I have a system of differential equations :

$\frac{dX}{dt} = (0.8+0.4c_{1})X-(0.007+0.006c_{2})XY$ and

$\frac{dY}{dt} = (0.048+0.004c_{3})XY-(0.4+0.2c_{4})Y$

where $0\le c_{i}\le1$.

Varying $c_{i}$ gives me an envelope of solutions for both $X(t)$ and $Y(t)$. My goal is to find the combination of $c_{i}$ which gives the upper and lower limits of my solution.

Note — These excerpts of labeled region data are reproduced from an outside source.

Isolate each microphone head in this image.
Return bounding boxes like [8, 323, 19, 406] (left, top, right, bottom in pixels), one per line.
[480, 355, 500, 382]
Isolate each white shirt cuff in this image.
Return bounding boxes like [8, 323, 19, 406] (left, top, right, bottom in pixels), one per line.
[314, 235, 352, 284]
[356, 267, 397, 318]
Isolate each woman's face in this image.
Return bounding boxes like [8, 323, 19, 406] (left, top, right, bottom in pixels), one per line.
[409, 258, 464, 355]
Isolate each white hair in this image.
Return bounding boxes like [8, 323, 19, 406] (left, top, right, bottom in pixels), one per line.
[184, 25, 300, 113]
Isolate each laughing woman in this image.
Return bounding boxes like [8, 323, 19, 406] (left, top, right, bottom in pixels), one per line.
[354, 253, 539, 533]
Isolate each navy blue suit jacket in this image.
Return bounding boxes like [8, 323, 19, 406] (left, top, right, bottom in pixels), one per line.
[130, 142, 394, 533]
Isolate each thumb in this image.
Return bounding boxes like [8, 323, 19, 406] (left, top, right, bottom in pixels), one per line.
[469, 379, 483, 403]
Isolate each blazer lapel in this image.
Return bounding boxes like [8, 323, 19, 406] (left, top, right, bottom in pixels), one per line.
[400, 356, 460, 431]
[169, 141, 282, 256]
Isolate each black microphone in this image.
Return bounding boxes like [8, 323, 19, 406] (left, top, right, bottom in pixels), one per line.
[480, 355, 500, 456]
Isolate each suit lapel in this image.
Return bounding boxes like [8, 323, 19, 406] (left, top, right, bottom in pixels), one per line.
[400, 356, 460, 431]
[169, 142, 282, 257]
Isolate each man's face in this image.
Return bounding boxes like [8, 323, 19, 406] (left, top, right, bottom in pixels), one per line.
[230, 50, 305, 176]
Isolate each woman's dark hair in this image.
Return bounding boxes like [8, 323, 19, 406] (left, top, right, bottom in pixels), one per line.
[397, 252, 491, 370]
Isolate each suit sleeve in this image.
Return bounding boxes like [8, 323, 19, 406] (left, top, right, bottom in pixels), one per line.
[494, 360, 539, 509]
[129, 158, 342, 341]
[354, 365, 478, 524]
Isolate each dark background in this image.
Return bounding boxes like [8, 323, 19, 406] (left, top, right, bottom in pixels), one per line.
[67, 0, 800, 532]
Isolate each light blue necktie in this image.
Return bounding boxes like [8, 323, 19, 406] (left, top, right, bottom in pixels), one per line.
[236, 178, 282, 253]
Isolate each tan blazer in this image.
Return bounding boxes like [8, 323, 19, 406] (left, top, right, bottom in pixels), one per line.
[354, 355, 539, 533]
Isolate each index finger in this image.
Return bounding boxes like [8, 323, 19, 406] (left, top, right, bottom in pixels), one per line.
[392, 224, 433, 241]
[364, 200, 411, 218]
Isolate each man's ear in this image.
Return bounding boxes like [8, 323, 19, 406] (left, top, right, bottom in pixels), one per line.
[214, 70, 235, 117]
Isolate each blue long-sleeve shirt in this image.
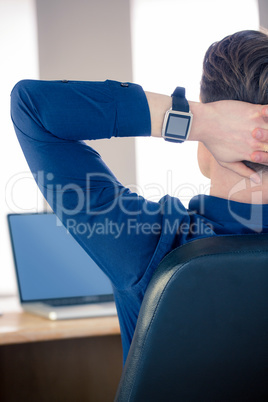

Taking $c_{i}$ as discrete points between 0 and 1 with step size 0.1, I used the following code to obtain a solution, and managed to plot it.

sol = ParametricNDSolve[{x'[t] == (0.8 + 0.4 c1) x[t] - (0.007 + 0.006 c2) x[t] y[t],y'[t] == (0.0048 + 0.0004 c3) x[t] y[t] - (0.4 + 0.2 c4) y[t], x == 200, y == 80}, {x, y}, {t, 0, 50}, {c1, c2, c3, c4}]
xt = Flatten[Evaluate[Table[x[c1, c2, c3, c4][t] /. sol, {c1, 0, 1, 0.1}, {c2, 0, 1,0.1}, {c3, 0, 1, 0.1}, {c4, 0, 1, 0.1}]]];
mat = Table[Table[Evaluate[xt[[a]]], {t, 0, 25, 0.01}], {a,Range[Length[xt]]}];
l = Min /@ Transpose[mat];
m = Max /@ Transpose[mat];
ind = Range[0, 25, 0.01];
lupd = Transpose[{ind, l}];
mupd = Transpose[{ind, m}];
ListLinePlot[{lupd, mupd},GridLines -> Automatic, ImageSize -> {600, 300}]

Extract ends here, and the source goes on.